While there are several examples of executed TSAs that owners can use as a starting point, each TSA is unique to the policies, laws and practices of an individual state and it is never too early to develop a framework.
Two key early decisions deserve extended consideration. First, the transaction fee structure needs to be established, including how such fees will be adjusted year by year and as new technologies are adopted. This may include both fixed and variable fees on transactions.
Second, permitted tolling methods need to be determined. While administratively simple to require the adoption of an in-vehicle electronic tag, post-paid video tolling (known as pay-by-mail in Texas, for example) can encourage wider use of the system.
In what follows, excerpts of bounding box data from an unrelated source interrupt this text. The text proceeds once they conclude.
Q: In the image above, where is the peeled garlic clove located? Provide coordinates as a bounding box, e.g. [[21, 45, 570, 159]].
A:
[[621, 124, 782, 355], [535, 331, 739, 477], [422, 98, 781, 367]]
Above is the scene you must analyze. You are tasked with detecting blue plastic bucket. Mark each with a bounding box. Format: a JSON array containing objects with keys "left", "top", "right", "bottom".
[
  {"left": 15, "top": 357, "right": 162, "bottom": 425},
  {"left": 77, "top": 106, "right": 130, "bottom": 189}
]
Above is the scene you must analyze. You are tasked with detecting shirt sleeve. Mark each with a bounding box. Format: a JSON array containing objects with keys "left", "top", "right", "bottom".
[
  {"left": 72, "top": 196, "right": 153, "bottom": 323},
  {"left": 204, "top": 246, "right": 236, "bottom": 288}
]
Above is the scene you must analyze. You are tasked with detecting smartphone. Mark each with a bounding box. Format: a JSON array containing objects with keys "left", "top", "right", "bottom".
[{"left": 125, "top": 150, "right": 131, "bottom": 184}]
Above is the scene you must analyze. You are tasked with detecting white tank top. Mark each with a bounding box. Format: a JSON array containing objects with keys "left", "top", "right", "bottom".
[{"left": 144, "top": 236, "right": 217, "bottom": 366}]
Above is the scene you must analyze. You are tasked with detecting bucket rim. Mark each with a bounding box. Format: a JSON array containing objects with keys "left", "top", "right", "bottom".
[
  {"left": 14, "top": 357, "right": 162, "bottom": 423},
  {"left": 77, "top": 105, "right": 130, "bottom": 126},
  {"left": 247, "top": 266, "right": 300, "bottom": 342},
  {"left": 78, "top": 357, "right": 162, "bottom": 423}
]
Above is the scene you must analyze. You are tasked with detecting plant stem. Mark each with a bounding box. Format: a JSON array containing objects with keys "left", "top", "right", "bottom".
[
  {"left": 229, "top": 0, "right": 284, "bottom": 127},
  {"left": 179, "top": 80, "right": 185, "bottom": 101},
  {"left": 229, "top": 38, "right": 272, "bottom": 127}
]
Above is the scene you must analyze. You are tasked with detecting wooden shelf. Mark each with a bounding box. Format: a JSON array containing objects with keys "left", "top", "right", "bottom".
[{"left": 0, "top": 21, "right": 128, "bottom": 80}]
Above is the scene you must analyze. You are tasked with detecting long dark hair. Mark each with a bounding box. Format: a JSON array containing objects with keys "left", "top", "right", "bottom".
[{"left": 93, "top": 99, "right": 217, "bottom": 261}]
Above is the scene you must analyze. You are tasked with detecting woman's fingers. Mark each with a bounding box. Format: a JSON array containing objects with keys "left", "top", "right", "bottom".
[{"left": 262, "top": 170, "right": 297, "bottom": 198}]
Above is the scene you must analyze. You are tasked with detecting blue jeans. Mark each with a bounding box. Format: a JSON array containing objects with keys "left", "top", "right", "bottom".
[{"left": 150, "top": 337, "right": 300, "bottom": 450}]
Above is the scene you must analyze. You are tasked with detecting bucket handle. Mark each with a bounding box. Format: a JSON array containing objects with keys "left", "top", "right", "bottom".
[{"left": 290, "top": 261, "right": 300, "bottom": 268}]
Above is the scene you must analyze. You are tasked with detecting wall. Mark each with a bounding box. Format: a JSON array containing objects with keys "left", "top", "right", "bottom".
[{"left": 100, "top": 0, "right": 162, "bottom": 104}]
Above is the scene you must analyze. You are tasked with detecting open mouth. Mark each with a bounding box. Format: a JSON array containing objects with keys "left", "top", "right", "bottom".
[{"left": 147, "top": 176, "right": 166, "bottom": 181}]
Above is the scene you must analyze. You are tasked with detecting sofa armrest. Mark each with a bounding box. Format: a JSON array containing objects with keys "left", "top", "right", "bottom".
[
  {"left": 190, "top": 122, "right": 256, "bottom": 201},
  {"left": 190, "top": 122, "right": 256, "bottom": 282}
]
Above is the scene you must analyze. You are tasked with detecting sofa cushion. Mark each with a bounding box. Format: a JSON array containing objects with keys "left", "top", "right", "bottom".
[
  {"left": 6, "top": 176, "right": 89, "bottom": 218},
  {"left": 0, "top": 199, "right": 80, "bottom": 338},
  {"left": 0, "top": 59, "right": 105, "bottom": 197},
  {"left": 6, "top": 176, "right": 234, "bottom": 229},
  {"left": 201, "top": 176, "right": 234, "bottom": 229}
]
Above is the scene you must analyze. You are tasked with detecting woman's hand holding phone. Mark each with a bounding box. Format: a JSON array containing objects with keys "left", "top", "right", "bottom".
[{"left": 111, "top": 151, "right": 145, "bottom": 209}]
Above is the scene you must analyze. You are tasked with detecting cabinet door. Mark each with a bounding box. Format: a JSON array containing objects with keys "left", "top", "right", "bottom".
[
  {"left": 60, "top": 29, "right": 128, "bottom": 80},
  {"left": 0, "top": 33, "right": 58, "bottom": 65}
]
Low frequency users without transponders can feel free to use the PML and are not immediately classified as “toll violators” or assessed large fines. On the other hand, collecting revenue from post-paid drivers can prove both expensive and difficult. We note that both the NTTA in Dallas-Ft Worth and NCTA in North Carolina have raised the multiplier on tolls that are assessed to non-tag transactions in recent years from 50% to 100%.

Conclusions
We have identified three key commercial considerations that owners should tackle early on when considering establishing or expanding a PML network. While these are fundamental to the outcome of a PML P3 project, owners face many other interconnected considerations. The next paper in this series addresses many of these planning factors. We encourage owners and the private sector to engage with each other and to share lessons learned with the broader developer, operator, and contractor market, and to develop robust teams of internal talent and experienced advisors to shape project and program policy.
John Brady, Jonathan Startin, and Noah Jolley are part of HNTB’s Advisory practice, focused on providing strategic and commercial advice for large transportation initiatives in the United States.